E finalmente a Cruz de Malta (assim assinalada por equívoco heraldico comum a todos e de uso popular na última década do século XIX, que na verdade representa a Cruz de Cristo, símbolo da mesma Ordem que alçou os mares nas conquistas portuguesas).O jornal “A Gazeta de Notícias – nos Esportes”, na sua edição de 22 de dezembro de 1945, assim registrou a história do surgimento da “Primeira Estrela!”:

“A ESTRÊLA DE OURO, SÍMBOLO DAS VITÓRIAS
Os que foram anteontem ao estádio de São Januário assistiram a uma cerimônia brilhante: o pavilhão do Vasco, aberto num dos ângulos daquela praça de desportos, apresentava um pouco acima da cruz de malta uma estrêla de ouro. A solenidade era nova para o público. Dois possantes holofótes despejavam jôrros de luz sôbre a bandeira do clube campeão de mar e terra. A estrêla era o sinal, traduzia um movimento esntusiástico do “Expresso da Vitória”.
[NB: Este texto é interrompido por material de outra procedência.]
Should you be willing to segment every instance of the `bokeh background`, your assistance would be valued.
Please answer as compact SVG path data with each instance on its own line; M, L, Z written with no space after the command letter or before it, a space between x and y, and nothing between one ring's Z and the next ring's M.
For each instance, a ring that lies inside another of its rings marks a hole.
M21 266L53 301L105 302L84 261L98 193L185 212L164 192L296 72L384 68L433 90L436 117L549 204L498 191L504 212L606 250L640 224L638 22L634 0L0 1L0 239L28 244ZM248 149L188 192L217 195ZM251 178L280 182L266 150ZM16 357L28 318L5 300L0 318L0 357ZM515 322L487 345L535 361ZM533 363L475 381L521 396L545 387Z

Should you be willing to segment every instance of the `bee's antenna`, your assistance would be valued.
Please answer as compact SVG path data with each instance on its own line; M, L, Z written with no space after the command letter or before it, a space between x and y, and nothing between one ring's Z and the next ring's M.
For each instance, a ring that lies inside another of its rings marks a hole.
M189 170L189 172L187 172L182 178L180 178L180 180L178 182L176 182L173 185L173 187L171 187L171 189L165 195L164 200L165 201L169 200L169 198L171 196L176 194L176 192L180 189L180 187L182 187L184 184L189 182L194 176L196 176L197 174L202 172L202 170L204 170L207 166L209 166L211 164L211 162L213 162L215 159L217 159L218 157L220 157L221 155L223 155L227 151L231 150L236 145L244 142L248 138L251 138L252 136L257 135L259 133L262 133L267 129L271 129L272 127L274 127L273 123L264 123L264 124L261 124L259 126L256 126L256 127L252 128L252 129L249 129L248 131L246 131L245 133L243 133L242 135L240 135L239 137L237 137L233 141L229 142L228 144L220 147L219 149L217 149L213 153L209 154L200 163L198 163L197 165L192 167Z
Por isso procuramos o “cordinha”, êle não se fêz de rogado.

UMA IDÉIA FELIZ DO DR. JOSÉ DO AMARAL OSÓRIO
E Artur da Fonseca Soares, dá-nos, então, os informes sôbre o acontecimento:
– Pouca gente compreendeu a significação daquela estrêla colada no pavilhão do Vasco. Ela simbilizará a fôrça das nossas conquistas no desporto brasileiro. Grande número de sócios do Clube pedirão ao Conselho Deliberativo que seja oposta uma estrêla de ouro no pavilhão para marcar o título de campeão invicto de futebol e assinalar o campeonato de remo, como ainda o ano de 1945, das maiores glórias cruzmaltinas. A idéia é do Dr. José do Amaral Osório e a iniciativa do “Expresso da Vitória”, que possui um Ciro Aranha, sua figura máscula e muito tem realizado com auxílio de João de Lucas, e Marçal de Almeirda. A campanha do “Expresso da Vitória” vai para o meio milhão de cruzeiros. Essa importância será distribuída pelos jogadores campões citadinos.

Há ligeira pausa. E Artur da Fonseca Soares pede-nos para tornar público os agradecimentos do “Expresso da Vitória” pela atenção das autoridades militares, principalmente do Coronel Sena, que tem distinguido o Vasco com as melhores atenções. Os holofótes que abrilhantaram a cerimônia de anteontem foram cedidos por ilustres oficiais do Exército.”

Para que se tenha noção do acontecido e de sua importância, naquele dia 20 de dezembro de 1945 o júbilo vascaíno foi antecedido por uma grande carreata desde o centro da cidade até as dependências do Estádio Vasco da Gama, que assim glorificou para sempre aquele fim de ano do Expresso da Vitória!